The summer of 2002 was a whirlwind for me. In the space of a few months I married the woman of my dreams, moved to Maine (her home state), and launched my law practice specializing in land conservation and nonprofit organizations. With a laptop and a phone line, I opened for business on a Wednesday. At 11:00 a.m., the telephone rang. My father-in-law. “How much land have you saved so far? How many nonprofits have you started?”

Eighteen years later, I still can’t answer those questions with hard numbers, but I can say that it’s been my honor to advise so many inspiring people. By working with land trusts and other nonprofits, I get to connect with those who are passionate about making the world a better place. Whether you’re saving a threatened saltmarsh, starting a community theater troupe, or welcoming New Mainers to our state, it’s been a thrill to be at your side.

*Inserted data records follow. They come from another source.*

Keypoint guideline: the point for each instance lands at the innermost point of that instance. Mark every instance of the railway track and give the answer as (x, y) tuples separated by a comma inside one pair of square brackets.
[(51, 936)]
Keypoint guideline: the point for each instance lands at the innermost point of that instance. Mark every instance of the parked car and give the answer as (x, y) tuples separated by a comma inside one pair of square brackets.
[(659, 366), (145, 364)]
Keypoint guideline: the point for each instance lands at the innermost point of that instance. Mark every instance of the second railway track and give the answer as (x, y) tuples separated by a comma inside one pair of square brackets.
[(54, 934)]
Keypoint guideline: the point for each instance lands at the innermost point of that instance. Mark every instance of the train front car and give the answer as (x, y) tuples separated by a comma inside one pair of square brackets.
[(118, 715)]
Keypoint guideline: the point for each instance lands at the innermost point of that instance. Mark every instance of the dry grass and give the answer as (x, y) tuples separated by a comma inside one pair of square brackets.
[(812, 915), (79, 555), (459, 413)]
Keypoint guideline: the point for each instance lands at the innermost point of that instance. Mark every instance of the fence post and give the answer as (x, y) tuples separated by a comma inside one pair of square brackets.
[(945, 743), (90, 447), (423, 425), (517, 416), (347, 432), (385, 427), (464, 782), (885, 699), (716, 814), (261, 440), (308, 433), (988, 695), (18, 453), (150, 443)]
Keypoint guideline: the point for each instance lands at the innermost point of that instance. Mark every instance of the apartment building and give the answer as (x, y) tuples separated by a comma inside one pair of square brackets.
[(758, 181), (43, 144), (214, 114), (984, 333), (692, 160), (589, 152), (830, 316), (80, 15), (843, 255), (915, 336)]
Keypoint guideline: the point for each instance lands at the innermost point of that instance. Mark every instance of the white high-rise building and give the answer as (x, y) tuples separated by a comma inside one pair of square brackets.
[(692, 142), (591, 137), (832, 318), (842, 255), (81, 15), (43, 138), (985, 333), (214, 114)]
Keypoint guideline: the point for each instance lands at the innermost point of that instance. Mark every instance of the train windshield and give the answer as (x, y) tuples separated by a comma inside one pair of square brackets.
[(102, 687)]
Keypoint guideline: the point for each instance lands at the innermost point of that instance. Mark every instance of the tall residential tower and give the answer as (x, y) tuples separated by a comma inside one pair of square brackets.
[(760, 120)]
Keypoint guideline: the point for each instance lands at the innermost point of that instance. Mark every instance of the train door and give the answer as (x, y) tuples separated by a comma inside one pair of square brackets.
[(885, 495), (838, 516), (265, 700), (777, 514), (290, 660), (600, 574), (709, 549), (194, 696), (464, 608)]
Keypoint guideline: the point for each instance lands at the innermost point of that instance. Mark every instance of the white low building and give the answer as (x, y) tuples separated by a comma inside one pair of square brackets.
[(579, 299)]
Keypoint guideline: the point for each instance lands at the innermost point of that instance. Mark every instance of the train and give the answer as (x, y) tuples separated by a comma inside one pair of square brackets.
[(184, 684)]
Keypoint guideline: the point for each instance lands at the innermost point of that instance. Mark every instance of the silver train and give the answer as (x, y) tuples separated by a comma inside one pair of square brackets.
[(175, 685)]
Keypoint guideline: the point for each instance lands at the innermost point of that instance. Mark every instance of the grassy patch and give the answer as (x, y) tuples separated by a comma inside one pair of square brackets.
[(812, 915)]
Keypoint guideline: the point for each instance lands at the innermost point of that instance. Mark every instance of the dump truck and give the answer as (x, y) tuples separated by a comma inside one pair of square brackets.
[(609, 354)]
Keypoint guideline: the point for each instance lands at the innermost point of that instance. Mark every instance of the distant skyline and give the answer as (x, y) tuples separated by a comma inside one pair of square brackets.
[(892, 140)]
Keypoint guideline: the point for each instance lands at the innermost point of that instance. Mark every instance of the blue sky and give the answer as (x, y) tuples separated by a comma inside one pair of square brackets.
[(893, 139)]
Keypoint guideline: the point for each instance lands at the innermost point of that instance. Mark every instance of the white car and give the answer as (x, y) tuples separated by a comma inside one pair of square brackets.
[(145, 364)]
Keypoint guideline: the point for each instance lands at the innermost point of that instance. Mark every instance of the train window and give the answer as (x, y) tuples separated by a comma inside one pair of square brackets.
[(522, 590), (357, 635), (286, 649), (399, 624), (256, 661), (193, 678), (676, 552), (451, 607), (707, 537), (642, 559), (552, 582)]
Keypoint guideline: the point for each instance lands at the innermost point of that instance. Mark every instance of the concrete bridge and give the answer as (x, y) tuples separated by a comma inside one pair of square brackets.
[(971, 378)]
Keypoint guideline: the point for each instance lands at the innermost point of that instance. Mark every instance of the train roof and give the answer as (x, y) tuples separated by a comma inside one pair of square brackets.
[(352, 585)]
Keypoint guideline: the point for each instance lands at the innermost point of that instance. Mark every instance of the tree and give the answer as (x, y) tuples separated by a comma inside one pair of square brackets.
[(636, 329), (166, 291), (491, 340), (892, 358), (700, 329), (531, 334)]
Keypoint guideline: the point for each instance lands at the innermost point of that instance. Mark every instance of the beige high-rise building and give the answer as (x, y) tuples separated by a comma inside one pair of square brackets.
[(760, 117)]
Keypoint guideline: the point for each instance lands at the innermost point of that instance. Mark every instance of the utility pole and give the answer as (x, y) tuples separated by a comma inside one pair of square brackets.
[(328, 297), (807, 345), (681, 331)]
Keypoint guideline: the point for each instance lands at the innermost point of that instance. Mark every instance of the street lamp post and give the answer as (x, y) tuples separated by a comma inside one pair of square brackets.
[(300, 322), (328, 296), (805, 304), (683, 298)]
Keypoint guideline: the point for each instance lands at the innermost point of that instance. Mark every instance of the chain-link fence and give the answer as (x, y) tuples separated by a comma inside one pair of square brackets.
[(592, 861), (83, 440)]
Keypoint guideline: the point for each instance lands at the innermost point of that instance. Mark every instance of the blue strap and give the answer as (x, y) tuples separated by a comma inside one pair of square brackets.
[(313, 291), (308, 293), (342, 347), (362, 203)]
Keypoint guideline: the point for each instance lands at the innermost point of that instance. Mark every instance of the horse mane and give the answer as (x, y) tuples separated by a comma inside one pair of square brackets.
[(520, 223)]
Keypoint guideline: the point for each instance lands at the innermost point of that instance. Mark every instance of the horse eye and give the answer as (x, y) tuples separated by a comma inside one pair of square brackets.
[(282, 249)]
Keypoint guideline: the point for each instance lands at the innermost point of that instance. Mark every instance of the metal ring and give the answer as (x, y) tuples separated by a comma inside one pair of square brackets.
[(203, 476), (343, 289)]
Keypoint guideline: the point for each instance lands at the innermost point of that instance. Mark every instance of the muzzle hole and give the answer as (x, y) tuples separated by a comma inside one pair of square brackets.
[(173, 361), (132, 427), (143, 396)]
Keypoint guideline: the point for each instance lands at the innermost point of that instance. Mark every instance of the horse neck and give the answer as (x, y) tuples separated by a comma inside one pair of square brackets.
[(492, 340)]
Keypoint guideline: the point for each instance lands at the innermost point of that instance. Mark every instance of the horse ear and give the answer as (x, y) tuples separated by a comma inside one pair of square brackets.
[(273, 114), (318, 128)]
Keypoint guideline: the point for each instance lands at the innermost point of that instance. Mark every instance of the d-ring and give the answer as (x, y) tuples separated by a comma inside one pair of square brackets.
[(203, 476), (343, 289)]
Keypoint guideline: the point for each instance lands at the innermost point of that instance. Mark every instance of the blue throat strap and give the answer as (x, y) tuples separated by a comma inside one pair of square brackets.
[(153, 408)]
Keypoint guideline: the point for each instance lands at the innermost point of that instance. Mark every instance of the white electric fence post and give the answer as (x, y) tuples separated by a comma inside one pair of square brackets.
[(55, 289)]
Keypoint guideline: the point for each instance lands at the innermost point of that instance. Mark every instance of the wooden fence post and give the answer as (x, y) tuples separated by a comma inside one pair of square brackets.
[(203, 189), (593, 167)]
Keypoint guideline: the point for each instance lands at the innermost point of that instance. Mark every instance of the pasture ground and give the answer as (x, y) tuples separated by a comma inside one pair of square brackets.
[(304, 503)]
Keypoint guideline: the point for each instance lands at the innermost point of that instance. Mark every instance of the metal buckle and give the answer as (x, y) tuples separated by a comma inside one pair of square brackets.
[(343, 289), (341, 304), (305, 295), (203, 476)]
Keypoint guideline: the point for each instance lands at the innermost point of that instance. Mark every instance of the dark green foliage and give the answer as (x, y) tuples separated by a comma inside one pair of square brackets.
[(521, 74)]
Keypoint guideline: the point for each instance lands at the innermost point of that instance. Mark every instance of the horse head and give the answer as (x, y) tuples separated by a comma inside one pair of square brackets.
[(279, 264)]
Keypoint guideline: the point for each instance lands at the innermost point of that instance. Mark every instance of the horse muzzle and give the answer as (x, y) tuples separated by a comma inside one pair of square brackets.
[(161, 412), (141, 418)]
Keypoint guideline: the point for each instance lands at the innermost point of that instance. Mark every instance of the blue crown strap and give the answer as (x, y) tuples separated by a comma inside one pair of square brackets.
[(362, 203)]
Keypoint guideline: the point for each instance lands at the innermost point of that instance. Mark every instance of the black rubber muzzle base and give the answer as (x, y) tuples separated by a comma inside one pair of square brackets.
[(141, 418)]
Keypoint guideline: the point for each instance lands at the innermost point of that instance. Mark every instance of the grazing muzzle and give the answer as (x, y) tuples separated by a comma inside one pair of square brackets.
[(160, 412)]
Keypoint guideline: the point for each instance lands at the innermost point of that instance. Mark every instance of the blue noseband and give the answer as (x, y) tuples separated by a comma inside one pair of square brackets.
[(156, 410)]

For those looking for my credentials, I graduated from Haverford College and New York University School of Law, and clerked for a year for United States Magistrate Judge John M. Facciola in the District Court of the District of Columbia.

My nonprofit practice serves organizations throughout Maine and New Hampshire. In addition, I have been recognized as a national leader in land conservation, including drafting amicus briefs and conducting case law research for the Land Trust Alliance, the umbrella organization for land trusts.

When I’m not in the office, I’m recalling the words of E.B. White, trying to decide whether to save or savor the world on any given day. You might find me planning a climate disobedience action. Or biking across the country with my family. Or volunteering at my local Quaker Meeting. Or listening to the latest Sox game while woodworking.